昔の政治家は違ったよ。たとえば田中角栄さんは、昭和49年に私が初めて参議院に立候補した時の首相だった。で、角さんは「いまのままだと1万5000票、足りないよ」って何度も言って、「いつ地元に入る? 俺は車(選挙カー)に乗るよ」って心配してくれたんだ。
けど、私は対立する福田派に属していたから、「自分の力でやります」って応援を断わっていた。そうしたらホントに1万5000票足りなくて負けたんだ。落選が分かった投票日の翌朝、家に帰ってきたら、女房が「総理から電話があった」って。角さんからだ。
「お前のオヤジ(村上のこと)は『自分の力で』って言うから、その言葉を俺も信じた。お前のオヤジというのはそういうオヤジだから、俺のところに来いと言ったって来やせん。

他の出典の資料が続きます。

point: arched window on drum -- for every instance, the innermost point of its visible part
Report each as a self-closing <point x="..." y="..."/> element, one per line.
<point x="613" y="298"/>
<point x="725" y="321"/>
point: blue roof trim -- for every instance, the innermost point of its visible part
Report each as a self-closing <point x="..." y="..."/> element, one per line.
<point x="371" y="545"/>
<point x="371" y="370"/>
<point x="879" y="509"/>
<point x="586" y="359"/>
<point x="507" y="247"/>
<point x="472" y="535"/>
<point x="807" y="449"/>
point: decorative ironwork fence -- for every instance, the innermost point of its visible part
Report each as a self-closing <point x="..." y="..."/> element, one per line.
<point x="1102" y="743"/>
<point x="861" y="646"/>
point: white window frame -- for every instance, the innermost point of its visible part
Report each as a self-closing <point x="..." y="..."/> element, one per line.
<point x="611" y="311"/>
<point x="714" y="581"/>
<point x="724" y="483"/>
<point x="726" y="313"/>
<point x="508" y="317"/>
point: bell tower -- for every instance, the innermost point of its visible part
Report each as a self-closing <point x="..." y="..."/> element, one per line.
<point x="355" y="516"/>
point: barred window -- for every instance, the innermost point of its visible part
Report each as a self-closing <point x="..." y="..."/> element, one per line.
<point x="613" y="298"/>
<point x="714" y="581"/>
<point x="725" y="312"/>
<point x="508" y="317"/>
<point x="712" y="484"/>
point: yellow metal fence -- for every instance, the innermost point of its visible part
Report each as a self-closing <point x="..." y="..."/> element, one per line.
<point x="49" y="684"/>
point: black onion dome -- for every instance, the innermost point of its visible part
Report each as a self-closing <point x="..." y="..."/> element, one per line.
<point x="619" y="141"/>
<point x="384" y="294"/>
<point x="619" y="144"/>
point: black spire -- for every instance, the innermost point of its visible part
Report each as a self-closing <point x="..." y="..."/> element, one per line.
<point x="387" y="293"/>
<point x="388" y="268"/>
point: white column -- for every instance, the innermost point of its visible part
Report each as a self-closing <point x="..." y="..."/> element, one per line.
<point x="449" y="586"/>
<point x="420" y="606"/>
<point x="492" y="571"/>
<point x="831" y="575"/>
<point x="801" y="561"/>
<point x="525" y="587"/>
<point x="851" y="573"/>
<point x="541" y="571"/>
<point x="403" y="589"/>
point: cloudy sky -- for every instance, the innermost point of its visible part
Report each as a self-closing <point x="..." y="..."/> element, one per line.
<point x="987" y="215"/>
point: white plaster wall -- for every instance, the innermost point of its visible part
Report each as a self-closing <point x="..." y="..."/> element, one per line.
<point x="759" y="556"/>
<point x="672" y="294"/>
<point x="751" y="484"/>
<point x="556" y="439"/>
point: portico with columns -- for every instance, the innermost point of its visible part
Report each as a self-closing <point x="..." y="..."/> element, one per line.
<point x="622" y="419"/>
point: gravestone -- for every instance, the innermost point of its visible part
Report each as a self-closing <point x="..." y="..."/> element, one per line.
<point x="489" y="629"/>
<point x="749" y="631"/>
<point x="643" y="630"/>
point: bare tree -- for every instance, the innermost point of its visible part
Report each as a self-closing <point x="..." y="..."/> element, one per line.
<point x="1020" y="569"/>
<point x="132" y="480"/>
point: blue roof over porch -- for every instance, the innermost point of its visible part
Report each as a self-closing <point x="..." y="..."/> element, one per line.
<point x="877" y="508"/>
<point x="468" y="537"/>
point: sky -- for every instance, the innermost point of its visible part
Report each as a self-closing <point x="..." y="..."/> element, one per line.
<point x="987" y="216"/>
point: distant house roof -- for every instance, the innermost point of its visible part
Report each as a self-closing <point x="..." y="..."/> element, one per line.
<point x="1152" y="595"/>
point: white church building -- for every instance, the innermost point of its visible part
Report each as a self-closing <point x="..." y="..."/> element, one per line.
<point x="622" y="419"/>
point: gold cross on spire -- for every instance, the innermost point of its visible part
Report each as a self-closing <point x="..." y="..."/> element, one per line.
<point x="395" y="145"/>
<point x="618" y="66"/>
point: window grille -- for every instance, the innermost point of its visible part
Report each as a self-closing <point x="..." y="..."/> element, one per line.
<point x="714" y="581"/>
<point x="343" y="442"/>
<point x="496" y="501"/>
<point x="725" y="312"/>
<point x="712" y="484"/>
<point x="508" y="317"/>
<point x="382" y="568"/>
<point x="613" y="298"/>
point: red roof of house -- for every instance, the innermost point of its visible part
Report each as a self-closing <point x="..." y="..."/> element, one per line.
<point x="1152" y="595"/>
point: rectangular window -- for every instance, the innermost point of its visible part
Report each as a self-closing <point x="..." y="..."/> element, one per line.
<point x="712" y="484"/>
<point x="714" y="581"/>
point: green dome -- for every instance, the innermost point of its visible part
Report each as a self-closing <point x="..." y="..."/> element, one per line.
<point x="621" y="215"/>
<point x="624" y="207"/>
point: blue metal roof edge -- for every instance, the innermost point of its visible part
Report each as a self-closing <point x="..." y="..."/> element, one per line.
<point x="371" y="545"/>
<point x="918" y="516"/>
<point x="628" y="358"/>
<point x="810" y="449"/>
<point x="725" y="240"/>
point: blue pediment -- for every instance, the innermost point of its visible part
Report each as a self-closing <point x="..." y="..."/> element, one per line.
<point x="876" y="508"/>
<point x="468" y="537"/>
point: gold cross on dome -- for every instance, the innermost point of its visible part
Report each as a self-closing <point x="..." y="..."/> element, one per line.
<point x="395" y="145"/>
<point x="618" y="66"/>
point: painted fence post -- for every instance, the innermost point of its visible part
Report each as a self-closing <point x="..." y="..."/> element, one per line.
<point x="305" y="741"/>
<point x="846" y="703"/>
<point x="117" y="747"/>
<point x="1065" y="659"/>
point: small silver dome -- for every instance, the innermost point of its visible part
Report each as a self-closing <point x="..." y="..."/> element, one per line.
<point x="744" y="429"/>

だから、困ったことがあったら、奥さん、あんたが来なさい」
女房は感激して泣いていたよ。安倍さんにこれができますか? いまのメダカみたいな小粒政治家じゃ、国民から嫌われて当然だ。
【プロフィール】むらかみ・まさくに/1932年生まれ。1980年に参議院議員初当選。自民党国対委員長、労働大臣、参議院自民党幹事長、議員会長を歴任した。